Published in final edited form as: Proc IEEE Int Symp Biomed Imaging. 2013;2013:868–871. doi: 10.1109/ISBI.2013.6556613

MR PROSTATE SEGMENTATION VIA DISTRIBUTED DISCRIMINATIVE DICTIONARY (DDD) LEARNING

Yanrong Guo 1, Yiqiang Zhan 2, Yaozong Gao 3, Jianguo Jiang 1, Dinggang Shen 3,
PMCID: PMC4097123  NIHMSID: NIHMS533323  PMID: 25035792

Abstract

Segmenting prostate from MR images is important yet challenging. Due to non-Gaussian distribution of prostate appearances in MR images, the popular active appearance model (AAM) has its limited performance. Although the newly developed sparse dictionary learning method[1, 2] can model the image appearance in a non-parametric fashion, the learned dictionaries still lack the discriminative power between prostate and non-prostate tissues, which is critical for accurate prostate segmentation. In this paper, we propose to integrate deformable model with a novel learning scheme, namely the Distributed Discriminative Dictionary (DDD) learning, which can capture image appearance in a non-parametric and discriminative fashion. In particular, three strategies are designed to boost the tissue discriminative power of DDD. First, minimum Redundancy Maximum Relevance (mRMR) feature selection is performed to constrain the dictionary learning in a discriminative feature space. Second, linear discriminant analysis (LDA) is employed to assemble residuals from different dictionaries for optimal separation between prostate and non-prostate tissues. Third, instead of learning the global dictionaries, we learn a set of local dictionaries for the local regions (each with small appearance variations) along prostate boundary, thus achieving better tissue differentiation locally. In the application stage, DDDs will provide the appearance cues to robustly drive the deformable model onto the prostate boundary. Experiments on 50 MR prostate images show that our method can yield a Dice Ratio of 88% compared to the manual segmentations, and have 7% improvement over the conventional AAM.

Index Terms: Prostate segmentation, magnetic resonance image, sparse dictionary learning, deformable segmentation

1. INTRODUCTION

Magnetic resonance (MR) image is becoming more and more popular in the prostate related clinical studies[3]. Among these studies, the segmentation of prostate gland is a fundamental and important step. It can not only provide the volume of prostate gland, which is an important diagnostic measurement, but also pave the way to other image-based diagnosis/treatment tasks, i.e., prostate cancer staging and MR-guided radiotherapy planning. Accordingly, extensive research has been conducted on automatic segmentation of prostate from MR images.

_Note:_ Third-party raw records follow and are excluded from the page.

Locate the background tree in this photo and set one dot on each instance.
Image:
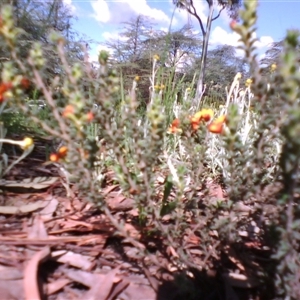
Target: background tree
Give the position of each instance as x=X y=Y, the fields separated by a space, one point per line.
x=272 y=55
x=37 y=19
x=232 y=8
x=133 y=53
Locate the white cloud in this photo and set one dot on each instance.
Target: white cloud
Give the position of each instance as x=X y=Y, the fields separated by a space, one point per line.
x=123 y=10
x=94 y=53
x=219 y=36
x=101 y=9
x=264 y=42
x=108 y=35
x=182 y=17
x=69 y=4
x=141 y=7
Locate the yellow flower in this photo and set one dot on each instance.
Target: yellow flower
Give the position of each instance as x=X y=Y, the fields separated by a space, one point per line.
x=217 y=125
x=54 y=157
x=156 y=57
x=248 y=82
x=62 y=151
x=238 y=75
x=273 y=67
x=203 y=114
x=26 y=143
x=174 y=127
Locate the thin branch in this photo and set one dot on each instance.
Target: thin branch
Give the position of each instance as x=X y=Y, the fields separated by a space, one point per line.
x=216 y=17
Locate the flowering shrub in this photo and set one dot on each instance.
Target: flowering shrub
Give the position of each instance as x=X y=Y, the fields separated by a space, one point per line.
x=237 y=146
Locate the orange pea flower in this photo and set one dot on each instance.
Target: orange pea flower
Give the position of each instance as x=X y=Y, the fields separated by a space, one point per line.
x=90 y=116
x=62 y=151
x=204 y=114
x=60 y=154
x=54 y=157
x=217 y=126
x=174 y=127
x=68 y=111
x=4 y=87
x=25 y=83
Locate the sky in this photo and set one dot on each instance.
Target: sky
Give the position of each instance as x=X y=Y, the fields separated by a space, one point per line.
x=100 y=20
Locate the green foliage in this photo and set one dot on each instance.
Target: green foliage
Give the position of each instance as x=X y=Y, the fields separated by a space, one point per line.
x=247 y=145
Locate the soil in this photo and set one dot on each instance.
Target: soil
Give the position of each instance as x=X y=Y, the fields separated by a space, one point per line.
x=58 y=247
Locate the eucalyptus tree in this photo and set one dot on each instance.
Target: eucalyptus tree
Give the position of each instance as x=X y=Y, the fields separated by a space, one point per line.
x=213 y=5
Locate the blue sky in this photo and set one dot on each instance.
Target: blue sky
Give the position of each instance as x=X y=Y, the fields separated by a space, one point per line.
x=102 y=19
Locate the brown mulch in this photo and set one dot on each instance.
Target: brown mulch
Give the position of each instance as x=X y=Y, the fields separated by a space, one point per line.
x=54 y=247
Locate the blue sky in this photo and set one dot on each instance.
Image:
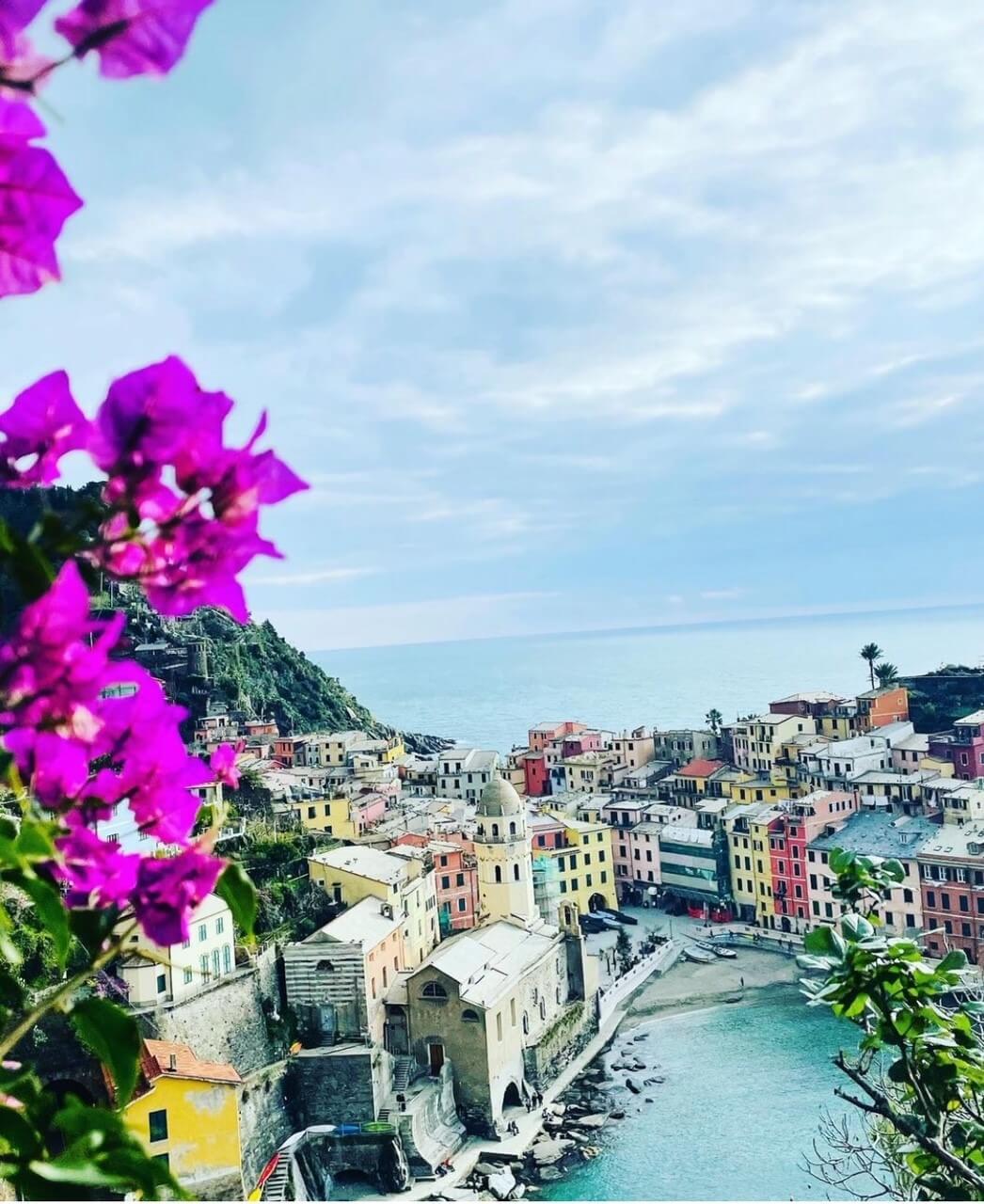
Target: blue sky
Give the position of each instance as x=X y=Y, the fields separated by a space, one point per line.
x=575 y=314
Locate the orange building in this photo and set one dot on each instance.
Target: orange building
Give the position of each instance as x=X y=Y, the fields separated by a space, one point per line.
x=883 y=705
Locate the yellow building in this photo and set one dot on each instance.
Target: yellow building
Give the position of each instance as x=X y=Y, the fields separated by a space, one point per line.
x=761 y=790
x=584 y=863
x=761 y=863
x=404 y=882
x=187 y=1114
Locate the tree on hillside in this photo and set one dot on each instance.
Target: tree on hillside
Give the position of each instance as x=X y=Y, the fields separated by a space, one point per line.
x=871 y=653
x=918 y=1076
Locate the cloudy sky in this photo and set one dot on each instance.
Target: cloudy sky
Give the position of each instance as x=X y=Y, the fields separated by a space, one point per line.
x=575 y=314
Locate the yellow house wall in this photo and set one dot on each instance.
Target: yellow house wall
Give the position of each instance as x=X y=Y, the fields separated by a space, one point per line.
x=202 y=1139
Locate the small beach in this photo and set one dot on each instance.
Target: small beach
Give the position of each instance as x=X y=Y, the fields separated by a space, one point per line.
x=752 y=976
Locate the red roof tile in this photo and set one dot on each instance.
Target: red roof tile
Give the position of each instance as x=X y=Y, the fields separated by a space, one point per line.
x=701 y=768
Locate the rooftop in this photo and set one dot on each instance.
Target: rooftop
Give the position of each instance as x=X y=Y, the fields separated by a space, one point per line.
x=488 y=961
x=700 y=768
x=881 y=834
x=160 y=1058
x=361 y=925
x=365 y=863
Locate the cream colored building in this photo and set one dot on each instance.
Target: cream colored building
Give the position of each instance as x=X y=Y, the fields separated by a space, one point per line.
x=154 y=974
x=757 y=742
x=502 y=855
x=356 y=872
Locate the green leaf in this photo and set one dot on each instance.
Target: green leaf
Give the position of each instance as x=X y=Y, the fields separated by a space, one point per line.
x=35 y=841
x=51 y=911
x=112 y=1035
x=955 y=959
x=240 y=894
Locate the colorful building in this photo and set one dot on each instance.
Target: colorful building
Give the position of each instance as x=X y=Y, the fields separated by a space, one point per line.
x=185 y=1112
x=585 y=863
x=800 y=821
x=757 y=742
x=881 y=705
x=952 y=877
x=880 y=834
x=352 y=873
x=962 y=747
x=153 y=974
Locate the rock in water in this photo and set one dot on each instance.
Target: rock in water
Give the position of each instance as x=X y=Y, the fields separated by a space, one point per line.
x=502 y=1183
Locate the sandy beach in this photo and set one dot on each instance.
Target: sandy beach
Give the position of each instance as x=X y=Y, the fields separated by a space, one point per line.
x=752 y=974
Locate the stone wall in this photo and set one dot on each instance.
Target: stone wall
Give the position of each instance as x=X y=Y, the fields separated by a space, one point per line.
x=560 y=1044
x=331 y=1086
x=264 y=1118
x=227 y=1022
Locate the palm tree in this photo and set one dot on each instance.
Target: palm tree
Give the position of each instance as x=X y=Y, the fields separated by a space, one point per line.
x=871 y=653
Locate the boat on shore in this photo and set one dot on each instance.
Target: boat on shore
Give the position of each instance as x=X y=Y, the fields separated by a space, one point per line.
x=717 y=950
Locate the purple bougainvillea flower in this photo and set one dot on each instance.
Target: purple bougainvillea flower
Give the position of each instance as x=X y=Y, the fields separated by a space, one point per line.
x=42 y=425
x=168 y=890
x=35 y=202
x=185 y=506
x=223 y=764
x=97 y=872
x=132 y=37
x=146 y=420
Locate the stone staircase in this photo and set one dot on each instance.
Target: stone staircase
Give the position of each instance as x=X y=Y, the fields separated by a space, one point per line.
x=401 y=1071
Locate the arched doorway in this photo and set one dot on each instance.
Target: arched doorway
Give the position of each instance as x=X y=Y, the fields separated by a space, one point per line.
x=395 y=1036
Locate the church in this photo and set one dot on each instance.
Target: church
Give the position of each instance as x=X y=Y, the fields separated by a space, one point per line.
x=505 y=1006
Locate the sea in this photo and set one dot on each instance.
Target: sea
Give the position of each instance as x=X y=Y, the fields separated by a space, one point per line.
x=746 y=1086
x=488 y=692
x=738 y=1115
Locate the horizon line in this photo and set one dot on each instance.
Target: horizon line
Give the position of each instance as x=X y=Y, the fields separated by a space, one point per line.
x=637 y=628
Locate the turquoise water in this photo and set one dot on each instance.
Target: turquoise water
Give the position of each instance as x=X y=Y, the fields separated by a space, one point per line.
x=489 y=691
x=744 y=1090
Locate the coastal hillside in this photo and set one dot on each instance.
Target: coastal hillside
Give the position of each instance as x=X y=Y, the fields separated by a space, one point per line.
x=938 y=699
x=207 y=657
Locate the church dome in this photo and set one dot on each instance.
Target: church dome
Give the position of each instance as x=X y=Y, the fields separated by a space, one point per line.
x=500 y=799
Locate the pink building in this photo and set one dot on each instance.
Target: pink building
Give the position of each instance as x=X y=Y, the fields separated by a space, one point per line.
x=962 y=747
x=546 y=734
x=802 y=820
x=455 y=878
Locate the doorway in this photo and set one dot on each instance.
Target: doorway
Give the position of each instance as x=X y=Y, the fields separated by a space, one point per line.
x=435 y=1057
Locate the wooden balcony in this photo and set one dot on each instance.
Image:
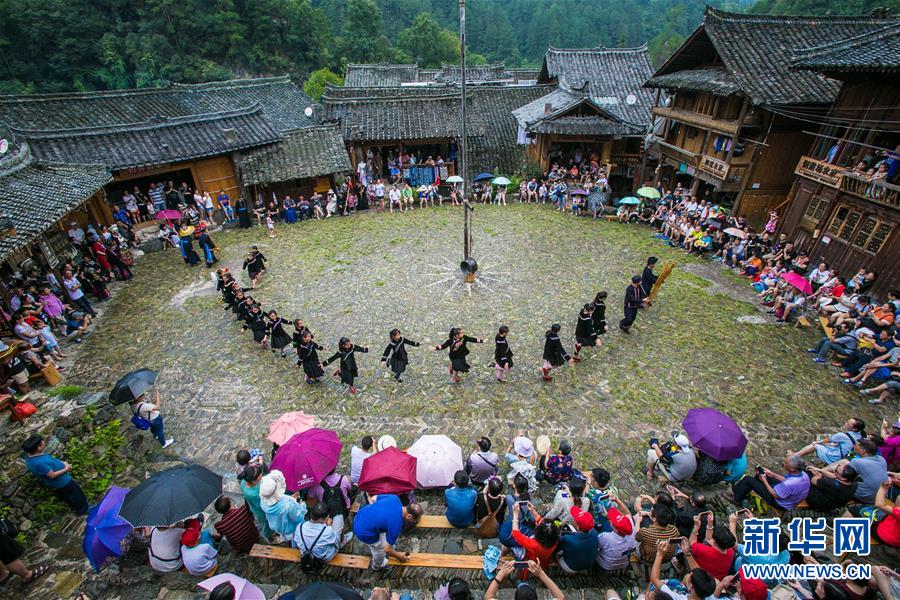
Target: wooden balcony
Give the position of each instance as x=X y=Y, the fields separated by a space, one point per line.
x=821 y=171
x=880 y=192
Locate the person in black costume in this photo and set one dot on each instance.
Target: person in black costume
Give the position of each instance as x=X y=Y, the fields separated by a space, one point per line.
x=502 y=354
x=456 y=341
x=396 y=350
x=554 y=354
x=585 y=334
x=634 y=299
x=308 y=357
x=347 y=353
x=278 y=338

As one of the most successful segmentation algorithms, active shape/appearance model (ASM/AAM) becomes a natural choice to tackle this segmentation problem. For example, Toth et al. [4] proposed a landmark-free AAM-based method and further created a deformable registration framework to fit a trained appearance model to a new image. In the recent MICCAI PROMISE challenge, quite a few methods were also designed based on ASM/AAM. For example, to prevent boundary leakage, Kirschner et al. [5] presented a probabilistic ASM (PASM) which can adapt a statistical shape model to a larger subspace than the one spanned by the principal eigenvectors used in the standard ASM. Although these methods proved the feasibility to automatic prostate MR segmentation, they all confront an inherent limitation of ASM/AAM, which assumes that both shape and appearance statistics of the targeted object follow the Gaussian distributions. This assumption is not valid in prostate MR due to the complicated neighboring structures along prostate boundary, highly inhomogeneous magnetic fields, and large inter-patient variations (c.f., Fig. 1).

Fig. 1.

Fig. 1

Complicated non-Gaussian distribution of appearance features (gradient, intensity) in MR prostate images.

Recently, sparse learning theory has gained high attentions in computer vision [1, 2]. Instead of assuming any parametric model, sparse learning theory aims to learn a parametric-free dictionary to represent signals of the same class, and thus opens a door to model prostate appearance with the complicated statistical distribution. However, since sparse learning aims to “represent one class (i.e., prostate)” rather than “distinguish one class from others (i.e., prostate vs. non-prostate)”, the learned sparse dictionary may not be able to well differentiate prostate from non-prostate tissues, which may eventually affect the final segmentation results.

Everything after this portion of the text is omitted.